Leading the way was Windows PowerShell 1.0, Microsoft's new command-line shell and scripting tool, which IT managers can use to control their Windows systems. PowerShell will help IT professionals "achieve greater productivity, more easily control system administration and accelerate automation," the company said.

PowerShell can be downloaded from Microsoft's Web site, and further information is available on the company's Vista blog.

It is designed to work with Exchange Server 2007, System Center Operations Manager 2007, Verson 2 of System Center Data Protection Manager and System Center Virtual Machine Manager.

PowerShell has been built into the next version of Windows Server, Longhorn, and is seen by Microsoft as an important step in the build-up to the launch of Longhorn next year. It will work with Windows XP and Server 2003, but some bloggers have complained that it doesn't yet work with Vista.

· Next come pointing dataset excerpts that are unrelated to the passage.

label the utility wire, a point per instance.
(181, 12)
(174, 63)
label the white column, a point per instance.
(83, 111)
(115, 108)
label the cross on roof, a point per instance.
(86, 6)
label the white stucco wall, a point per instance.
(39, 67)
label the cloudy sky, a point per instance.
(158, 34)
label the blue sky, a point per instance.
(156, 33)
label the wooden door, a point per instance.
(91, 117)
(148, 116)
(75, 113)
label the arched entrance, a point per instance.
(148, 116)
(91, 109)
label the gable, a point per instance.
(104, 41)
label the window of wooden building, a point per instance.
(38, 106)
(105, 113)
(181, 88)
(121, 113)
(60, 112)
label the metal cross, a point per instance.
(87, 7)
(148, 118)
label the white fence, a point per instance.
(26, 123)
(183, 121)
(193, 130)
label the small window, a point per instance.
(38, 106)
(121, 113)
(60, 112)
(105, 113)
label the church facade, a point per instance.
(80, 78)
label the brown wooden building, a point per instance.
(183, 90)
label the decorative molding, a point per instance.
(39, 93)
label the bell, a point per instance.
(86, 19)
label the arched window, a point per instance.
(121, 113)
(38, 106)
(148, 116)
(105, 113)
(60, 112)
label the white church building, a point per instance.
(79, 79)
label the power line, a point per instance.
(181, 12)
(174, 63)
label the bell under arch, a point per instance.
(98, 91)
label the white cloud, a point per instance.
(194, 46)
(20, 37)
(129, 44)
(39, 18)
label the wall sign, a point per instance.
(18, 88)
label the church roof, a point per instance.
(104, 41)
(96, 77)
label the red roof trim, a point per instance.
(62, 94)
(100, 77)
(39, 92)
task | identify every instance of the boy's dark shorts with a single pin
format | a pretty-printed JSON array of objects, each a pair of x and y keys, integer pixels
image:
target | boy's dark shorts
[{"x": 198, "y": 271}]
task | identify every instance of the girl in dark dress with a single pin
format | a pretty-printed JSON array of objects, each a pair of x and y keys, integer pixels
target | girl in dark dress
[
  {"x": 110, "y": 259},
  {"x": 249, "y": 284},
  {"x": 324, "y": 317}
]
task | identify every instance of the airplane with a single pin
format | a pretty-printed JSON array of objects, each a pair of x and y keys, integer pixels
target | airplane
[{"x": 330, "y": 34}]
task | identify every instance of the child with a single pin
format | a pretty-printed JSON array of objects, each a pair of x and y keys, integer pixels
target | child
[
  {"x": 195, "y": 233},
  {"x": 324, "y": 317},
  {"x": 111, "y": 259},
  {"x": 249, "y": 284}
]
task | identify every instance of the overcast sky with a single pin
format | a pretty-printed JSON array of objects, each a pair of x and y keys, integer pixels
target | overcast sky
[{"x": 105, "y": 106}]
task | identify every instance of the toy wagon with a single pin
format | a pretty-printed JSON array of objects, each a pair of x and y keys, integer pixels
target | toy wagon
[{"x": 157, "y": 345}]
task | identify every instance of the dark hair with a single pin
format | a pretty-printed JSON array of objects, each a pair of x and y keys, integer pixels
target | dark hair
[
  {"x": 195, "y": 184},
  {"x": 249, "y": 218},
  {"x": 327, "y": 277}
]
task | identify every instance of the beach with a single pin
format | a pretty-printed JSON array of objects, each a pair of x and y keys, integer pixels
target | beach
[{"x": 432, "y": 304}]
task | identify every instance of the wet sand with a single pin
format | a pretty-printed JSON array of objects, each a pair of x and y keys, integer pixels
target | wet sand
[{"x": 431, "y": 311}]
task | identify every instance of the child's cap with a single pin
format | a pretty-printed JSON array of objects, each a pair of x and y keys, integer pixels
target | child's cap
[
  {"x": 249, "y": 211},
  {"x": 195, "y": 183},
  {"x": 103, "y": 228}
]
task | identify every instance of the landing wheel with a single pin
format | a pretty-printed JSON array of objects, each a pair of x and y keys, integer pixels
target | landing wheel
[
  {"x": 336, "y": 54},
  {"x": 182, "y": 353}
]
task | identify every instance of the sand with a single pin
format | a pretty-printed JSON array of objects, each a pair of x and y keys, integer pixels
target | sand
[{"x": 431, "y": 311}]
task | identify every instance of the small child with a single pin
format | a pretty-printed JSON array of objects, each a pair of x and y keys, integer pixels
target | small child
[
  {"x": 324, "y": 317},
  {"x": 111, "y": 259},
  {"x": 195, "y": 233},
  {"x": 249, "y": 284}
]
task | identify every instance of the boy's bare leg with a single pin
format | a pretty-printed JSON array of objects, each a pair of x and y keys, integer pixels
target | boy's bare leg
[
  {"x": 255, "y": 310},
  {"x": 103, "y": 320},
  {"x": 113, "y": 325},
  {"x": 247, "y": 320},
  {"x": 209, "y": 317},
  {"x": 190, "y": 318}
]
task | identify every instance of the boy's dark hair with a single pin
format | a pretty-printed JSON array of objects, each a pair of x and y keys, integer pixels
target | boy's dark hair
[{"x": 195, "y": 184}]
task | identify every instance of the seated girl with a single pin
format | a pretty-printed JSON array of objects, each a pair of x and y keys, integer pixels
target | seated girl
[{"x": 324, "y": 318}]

Also available this week, Microsoft said, is a release candidate of Windows Server 2003 Service Pack 2 (SP2) for Windows Server 2003 Release 2 and the 64-bit version of Windows XP Professional. Microsoft said that SP2 provides a range of new features, including better security, reliability and faster performance in Windows Server 2003.

Microsoft also said that it will now release Beta 3 of Longhorn Server--the next version of Windows Server--in the first half of 2007. It also announced the first public beta of Forefront Client Security and new Dynamics CRM and SharePoint optimisers for its Intelligent Access Gateway remote access.

Colin Barker reported for ZDNet UK in London.